Functional effectiveness of the blood-brain barrier to small water-soluble molecules in developing and adult opossum (Monodelphis domestica)

• Published in: Journal of comparative neurology (1911) Vol. 496; no. 1; pp. 13 - 26
• Main Authors: Ek, Carl Joakim, Dziegielewska, Katarzyna Magdalena, Stolp, Helen, Saunders, Norman Ruthven
• Format: Journal Article
• Language: English
• Published: Hoboken Wiley Subscription Services, Inc., A Wiley Company 01.05.2006
• Subjects: Animals; Animals, Newborn; Biotin - pharmacokinetics; biotinylated tracers; Blood-Brain Barrier - drug effects; Blood-Brain Barrier - growth & development; Blood-Brain Barrier - metabolism; brain barrier permeability; Capillaries - drug effects; Capillaries - growth & development; Cerebral Arteries - drug effects; Cerebral Arteries - growth & development; Cerebral Arteries - metabolism; cerebrospinal fluid; Cerebrospinal Fluid - drug effects; Cerebrospinal Fluid - metabolism; choroid plexus; Claudin-5; electron microscopy; Endothelial Cells - drug effects; Endothelial Cells - metabolism; Endothelial Cells - ultrastructure; Ethylenediamines - pharmacokinetics; Extracellular Space - drug effects; Extracellular Space - metabolism; Membrane Proteins - metabolism; Microscopy, Electron, Transmission; Molecular Weight; Monodelphis - growth & development; Monodelphis - metabolism; Monodelphis domestica; Rats; Solubility - drug effects; Subarachnoid Space - drug effects; Subarachnoid Space - metabolism; Subarachnoid Space - ultrastructure; tight junction; Tight Junctions - drug effects; Tight Junctions - metabolism; Tight Junctions - ultrastructure
• ISSN: 0021-9967; 1096-9861
• DOI: 10.1002/cne.20885

We have evaluated a small water‐soluble molecule, biotin ethylenediamine (BED, 286 Da), as a permeability tracer across the blood‐brain barrier.

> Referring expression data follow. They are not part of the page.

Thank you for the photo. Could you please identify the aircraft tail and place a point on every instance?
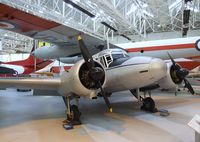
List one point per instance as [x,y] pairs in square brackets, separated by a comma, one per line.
[31,61]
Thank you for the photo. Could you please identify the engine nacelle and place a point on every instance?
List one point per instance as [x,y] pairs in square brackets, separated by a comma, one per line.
[77,81]
[171,80]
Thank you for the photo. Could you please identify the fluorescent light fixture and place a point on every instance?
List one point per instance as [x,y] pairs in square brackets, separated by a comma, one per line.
[132,9]
[70,6]
[145,5]
[41,11]
[148,13]
[70,2]
[175,4]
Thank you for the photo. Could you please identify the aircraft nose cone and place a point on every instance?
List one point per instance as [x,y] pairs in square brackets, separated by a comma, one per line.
[33,53]
[158,68]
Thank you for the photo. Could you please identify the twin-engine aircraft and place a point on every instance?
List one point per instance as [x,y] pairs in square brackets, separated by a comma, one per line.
[108,71]
[99,72]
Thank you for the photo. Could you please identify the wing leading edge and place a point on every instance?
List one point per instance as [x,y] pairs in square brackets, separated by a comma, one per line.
[31,83]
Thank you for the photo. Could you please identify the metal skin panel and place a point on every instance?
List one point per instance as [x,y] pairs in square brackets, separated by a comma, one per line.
[166,82]
[136,72]
[33,83]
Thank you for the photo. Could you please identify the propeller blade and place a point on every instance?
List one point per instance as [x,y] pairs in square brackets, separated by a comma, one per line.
[174,63]
[105,98]
[85,53]
[188,85]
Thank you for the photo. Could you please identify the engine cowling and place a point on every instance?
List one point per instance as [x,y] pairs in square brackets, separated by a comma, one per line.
[171,80]
[78,81]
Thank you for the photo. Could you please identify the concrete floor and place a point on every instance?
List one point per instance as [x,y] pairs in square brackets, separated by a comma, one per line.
[26,118]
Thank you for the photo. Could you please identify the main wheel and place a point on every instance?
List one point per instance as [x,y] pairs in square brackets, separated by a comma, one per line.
[148,105]
[75,115]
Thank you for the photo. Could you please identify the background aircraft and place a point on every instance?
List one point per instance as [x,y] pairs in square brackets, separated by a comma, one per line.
[23,67]
[66,45]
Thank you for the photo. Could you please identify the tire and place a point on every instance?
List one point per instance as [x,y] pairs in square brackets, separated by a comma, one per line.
[148,104]
[76,114]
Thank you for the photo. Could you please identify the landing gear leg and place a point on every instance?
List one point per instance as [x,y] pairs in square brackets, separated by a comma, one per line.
[148,102]
[73,113]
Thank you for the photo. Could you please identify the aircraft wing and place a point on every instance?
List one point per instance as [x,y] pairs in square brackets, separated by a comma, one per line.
[30,83]
[15,20]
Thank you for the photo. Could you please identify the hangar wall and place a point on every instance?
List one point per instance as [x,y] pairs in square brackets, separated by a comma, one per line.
[156,36]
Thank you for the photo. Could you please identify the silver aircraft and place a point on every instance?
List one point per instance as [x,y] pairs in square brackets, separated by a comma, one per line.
[108,71]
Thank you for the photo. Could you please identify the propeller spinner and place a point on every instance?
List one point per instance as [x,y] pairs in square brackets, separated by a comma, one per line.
[181,73]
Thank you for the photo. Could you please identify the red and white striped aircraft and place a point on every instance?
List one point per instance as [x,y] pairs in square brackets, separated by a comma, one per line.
[22,67]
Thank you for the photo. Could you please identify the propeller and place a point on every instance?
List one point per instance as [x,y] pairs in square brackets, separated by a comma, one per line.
[181,73]
[95,73]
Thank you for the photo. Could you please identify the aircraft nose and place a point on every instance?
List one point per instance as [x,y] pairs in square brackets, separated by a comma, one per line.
[157,68]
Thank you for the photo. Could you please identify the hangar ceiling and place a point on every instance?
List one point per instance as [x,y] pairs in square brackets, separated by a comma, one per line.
[127,17]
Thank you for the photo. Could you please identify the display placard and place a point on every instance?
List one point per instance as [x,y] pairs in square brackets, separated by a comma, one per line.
[195,123]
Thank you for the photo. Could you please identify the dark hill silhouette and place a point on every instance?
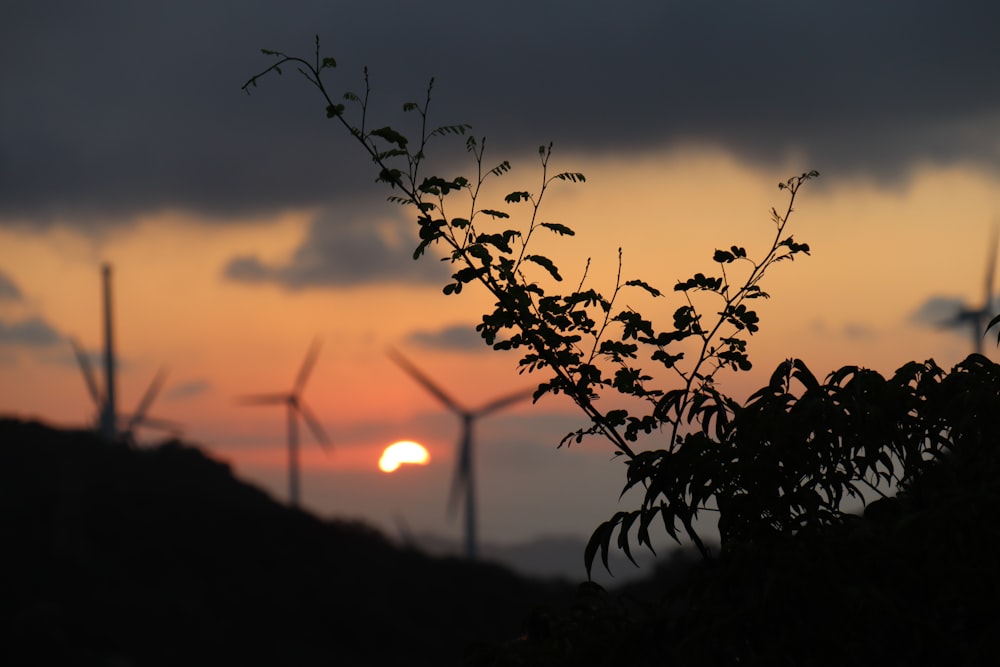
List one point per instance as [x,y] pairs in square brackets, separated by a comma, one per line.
[160,556]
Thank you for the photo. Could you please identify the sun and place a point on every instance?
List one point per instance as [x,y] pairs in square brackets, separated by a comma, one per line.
[404,451]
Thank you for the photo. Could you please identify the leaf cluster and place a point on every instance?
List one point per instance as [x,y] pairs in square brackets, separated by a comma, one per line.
[586,342]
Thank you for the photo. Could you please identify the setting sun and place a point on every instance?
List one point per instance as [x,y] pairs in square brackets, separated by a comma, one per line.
[402,452]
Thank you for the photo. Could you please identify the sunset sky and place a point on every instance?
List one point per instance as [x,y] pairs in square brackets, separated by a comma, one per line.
[241,227]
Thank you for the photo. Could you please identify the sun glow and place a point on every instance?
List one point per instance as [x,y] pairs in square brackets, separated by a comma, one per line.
[402,452]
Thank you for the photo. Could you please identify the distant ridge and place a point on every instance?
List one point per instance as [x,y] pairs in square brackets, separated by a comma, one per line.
[160,556]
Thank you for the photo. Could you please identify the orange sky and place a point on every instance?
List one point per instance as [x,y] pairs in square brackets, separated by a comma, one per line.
[878,253]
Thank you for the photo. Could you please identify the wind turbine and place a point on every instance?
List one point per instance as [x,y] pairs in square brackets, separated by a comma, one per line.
[296,407]
[463,481]
[976,318]
[109,422]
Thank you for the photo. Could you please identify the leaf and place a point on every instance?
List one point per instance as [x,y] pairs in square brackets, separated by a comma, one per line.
[515,197]
[723,257]
[545,263]
[993,323]
[561,230]
[645,286]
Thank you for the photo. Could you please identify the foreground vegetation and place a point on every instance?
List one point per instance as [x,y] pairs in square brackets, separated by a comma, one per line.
[798,579]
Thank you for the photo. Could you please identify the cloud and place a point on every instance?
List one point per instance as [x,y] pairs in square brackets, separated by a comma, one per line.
[457,337]
[32,332]
[150,115]
[858,331]
[189,389]
[8,289]
[939,311]
[343,252]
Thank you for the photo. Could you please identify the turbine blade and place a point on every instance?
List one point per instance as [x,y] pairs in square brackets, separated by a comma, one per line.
[149,397]
[415,373]
[314,425]
[307,366]
[87,370]
[500,403]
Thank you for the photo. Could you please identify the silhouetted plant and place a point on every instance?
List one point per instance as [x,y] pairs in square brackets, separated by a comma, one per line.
[586,342]
[782,463]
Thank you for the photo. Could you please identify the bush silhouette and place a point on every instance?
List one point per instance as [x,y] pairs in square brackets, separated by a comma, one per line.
[798,580]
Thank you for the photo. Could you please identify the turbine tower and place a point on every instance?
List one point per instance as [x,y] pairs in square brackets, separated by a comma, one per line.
[109,411]
[296,407]
[976,317]
[111,425]
[463,481]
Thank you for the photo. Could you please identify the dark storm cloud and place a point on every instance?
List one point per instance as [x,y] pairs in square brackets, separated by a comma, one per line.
[343,251]
[122,108]
[9,290]
[31,332]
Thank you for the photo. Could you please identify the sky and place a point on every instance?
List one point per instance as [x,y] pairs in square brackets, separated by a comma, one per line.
[241,227]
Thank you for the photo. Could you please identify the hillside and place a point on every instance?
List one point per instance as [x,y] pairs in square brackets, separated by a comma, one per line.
[161,557]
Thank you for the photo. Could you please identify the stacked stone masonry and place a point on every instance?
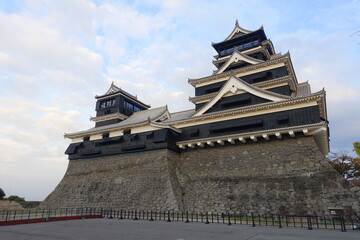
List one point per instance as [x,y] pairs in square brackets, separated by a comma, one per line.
[289,176]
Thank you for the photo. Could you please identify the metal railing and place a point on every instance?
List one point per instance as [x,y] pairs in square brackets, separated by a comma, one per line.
[303,221]
[10,217]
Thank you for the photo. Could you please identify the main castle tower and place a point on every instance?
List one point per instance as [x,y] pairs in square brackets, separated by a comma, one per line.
[255,140]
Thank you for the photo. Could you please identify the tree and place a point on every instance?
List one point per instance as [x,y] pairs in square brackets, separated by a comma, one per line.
[15,198]
[2,194]
[347,166]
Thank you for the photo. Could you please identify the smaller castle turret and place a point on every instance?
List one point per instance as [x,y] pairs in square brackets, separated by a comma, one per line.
[115,106]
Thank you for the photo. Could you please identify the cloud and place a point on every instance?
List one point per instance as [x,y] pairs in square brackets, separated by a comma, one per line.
[56,55]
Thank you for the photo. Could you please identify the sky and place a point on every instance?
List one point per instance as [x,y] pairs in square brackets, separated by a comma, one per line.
[55,56]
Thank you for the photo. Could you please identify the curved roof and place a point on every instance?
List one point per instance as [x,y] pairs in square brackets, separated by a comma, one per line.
[237,56]
[234,84]
[238,32]
[135,119]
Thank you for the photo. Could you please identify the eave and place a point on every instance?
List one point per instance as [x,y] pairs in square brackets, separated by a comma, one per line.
[259,31]
[284,59]
[264,85]
[247,109]
[234,85]
[235,57]
[317,130]
[109,117]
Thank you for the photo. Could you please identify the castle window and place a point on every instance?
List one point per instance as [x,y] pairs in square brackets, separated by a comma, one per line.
[107,103]
[128,105]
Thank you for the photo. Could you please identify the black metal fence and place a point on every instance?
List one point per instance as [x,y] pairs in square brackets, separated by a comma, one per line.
[10,217]
[303,221]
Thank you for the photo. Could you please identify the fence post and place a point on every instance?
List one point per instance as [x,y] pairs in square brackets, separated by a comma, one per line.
[342,223]
[309,222]
[151,219]
[279,217]
[207,218]
[187,217]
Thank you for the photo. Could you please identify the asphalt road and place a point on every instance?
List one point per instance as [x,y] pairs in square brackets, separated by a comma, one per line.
[103,229]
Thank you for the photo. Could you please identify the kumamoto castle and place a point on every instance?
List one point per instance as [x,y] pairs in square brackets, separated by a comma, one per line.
[255,141]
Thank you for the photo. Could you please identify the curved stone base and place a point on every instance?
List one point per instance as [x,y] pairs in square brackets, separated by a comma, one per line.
[289,176]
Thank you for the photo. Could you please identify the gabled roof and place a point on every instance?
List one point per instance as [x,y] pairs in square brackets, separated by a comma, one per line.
[114,90]
[237,30]
[233,85]
[137,118]
[235,57]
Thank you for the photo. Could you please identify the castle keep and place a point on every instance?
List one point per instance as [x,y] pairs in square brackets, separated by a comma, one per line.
[255,141]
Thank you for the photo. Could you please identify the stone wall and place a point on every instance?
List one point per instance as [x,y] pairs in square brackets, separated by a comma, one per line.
[136,180]
[289,176]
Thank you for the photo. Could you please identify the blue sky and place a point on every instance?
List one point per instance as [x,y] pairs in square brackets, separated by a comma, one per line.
[55,56]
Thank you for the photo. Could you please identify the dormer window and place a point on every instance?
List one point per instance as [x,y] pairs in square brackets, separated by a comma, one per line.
[107,103]
[128,105]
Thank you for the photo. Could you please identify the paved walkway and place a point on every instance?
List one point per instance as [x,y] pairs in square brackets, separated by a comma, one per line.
[103,229]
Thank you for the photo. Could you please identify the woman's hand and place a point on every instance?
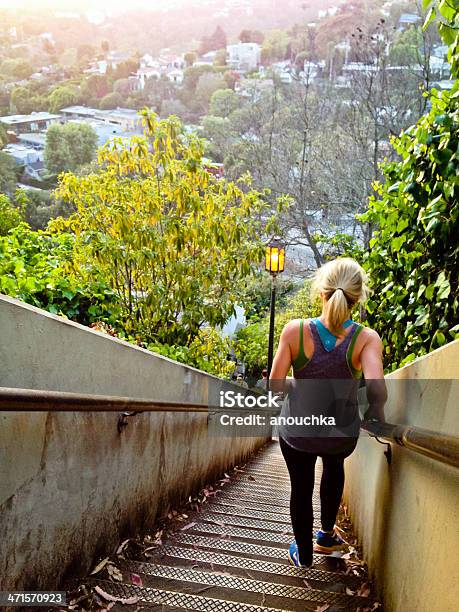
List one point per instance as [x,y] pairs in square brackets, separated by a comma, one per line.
[371,360]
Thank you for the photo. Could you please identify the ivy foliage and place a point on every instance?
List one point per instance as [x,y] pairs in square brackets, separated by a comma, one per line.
[414,254]
[33,269]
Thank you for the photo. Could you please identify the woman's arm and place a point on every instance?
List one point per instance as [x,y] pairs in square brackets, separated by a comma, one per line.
[282,361]
[371,360]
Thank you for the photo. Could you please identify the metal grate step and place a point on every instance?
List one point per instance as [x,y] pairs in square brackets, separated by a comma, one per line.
[248,585]
[275,571]
[232,555]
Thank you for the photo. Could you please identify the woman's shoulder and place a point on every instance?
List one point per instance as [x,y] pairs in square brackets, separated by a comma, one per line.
[368,334]
[292,327]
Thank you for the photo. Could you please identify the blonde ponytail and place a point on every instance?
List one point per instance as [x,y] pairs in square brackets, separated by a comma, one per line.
[344,283]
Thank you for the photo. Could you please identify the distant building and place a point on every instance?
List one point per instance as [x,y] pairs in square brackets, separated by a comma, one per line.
[408,20]
[104,131]
[144,73]
[34,140]
[34,122]
[23,155]
[125,118]
[439,65]
[175,76]
[243,56]
[253,88]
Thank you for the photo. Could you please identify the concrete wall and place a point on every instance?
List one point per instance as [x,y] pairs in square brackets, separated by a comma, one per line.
[70,486]
[405,514]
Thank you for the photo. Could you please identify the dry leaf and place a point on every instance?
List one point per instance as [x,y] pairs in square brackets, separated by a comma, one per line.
[121,547]
[99,566]
[114,572]
[188,526]
[349,591]
[108,597]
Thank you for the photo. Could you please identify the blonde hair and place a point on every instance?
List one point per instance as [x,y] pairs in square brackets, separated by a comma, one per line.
[344,283]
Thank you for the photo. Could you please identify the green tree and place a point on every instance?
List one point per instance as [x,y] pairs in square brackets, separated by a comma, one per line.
[34,269]
[62,97]
[9,172]
[3,137]
[123,87]
[69,146]
[171,239]
[21,101]
[96,86]
[10,216]
[190,57]
[208,84]
[18,68]
[252,36]
[414,258]
[251,345]
[223,102]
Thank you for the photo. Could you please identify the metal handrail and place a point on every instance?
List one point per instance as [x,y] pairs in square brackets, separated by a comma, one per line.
[13,399]
[433,444]
[438,446]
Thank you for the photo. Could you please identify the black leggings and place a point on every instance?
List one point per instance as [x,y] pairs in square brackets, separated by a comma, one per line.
[301,467]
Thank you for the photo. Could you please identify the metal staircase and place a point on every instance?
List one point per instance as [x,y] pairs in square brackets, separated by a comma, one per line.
[232,556]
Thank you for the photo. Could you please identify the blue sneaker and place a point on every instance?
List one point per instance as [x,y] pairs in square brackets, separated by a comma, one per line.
[327,543]
[294,555]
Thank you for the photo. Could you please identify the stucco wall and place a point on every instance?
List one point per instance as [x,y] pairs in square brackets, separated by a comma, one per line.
[405,514]
[70,486]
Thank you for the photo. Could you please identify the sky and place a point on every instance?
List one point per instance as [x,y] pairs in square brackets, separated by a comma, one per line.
[85,5]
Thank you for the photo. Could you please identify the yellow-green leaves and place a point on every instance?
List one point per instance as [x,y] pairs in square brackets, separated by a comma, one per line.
[171,239]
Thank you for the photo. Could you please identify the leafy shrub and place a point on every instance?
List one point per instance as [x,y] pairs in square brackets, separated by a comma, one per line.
[33,268]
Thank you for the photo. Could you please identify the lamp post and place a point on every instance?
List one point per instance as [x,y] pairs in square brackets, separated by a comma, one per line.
[274,264]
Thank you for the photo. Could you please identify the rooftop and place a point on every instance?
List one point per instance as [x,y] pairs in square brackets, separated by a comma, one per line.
[18,119]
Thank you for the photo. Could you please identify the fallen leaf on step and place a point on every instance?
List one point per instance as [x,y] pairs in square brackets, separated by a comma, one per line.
[124,600]
[188,526]
[349,591]
[364,590]
[121,547]
[114,572]
[99,566]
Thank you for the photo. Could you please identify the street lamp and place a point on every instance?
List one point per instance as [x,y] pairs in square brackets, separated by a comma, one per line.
[274,264]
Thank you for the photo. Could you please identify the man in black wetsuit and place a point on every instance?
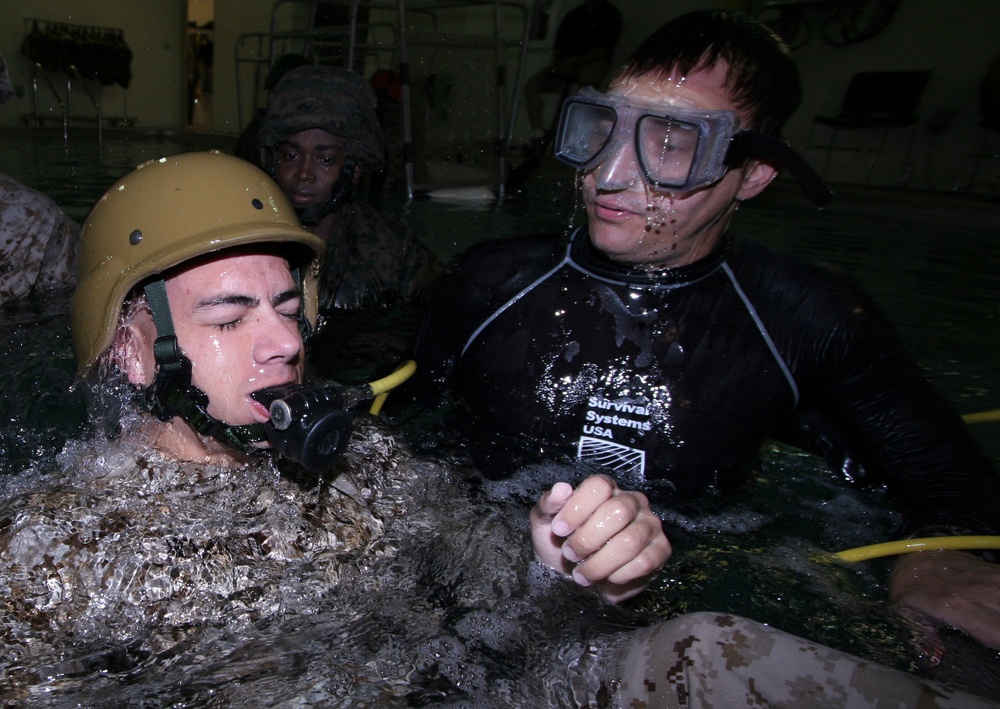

This molecule was found to have suitable characteristics in that it is stable in plasma, has low plasma protein binding, and appears to behave in a similar manner across brain barriers as established by permeability markers such as sucrose. BED, together with a 3000‐Da biotin‐dextran (BDA3000), was used to investigate the effectiveness of tight junctions in cortical vessels during development and adulthood of a marsupial opossum (Monodelphis domestica). Marsupial species are born at an early stage of brain development when cortical vessels are just beginning to appear. The tracers were administered systemically to opossums at various ages and localized in brains with light and electron microscopy. In adults, the tight junctions restricted the movement of both tracers. In neonates, as soon as vessels grow into the neocortex, their tight junctions are functionally restrictive, a finding supported by the presence of claudin‐5 in endothelial cells. However, both tracers are also found within brain extracellular space soon after intraperitoneal administration. The main route of entry for the tracers into immature neocortex appears to be via the cerebrospinal fluid over the outer (subarachnoid) and inner (ventricular) surfaces of the brain. These experiments demonstrate that the previously described higher permeability of barriers to small molecules in the developing brain does not seem to be due to leakiness of cerebral endothelial tight junctions, but to a route of entry probably via the choroid plexuses and cerebrospinal fluid. J. Comp. Neurol. 496:13–26, 2006. © 2006 Wiley‐Liss, Inc.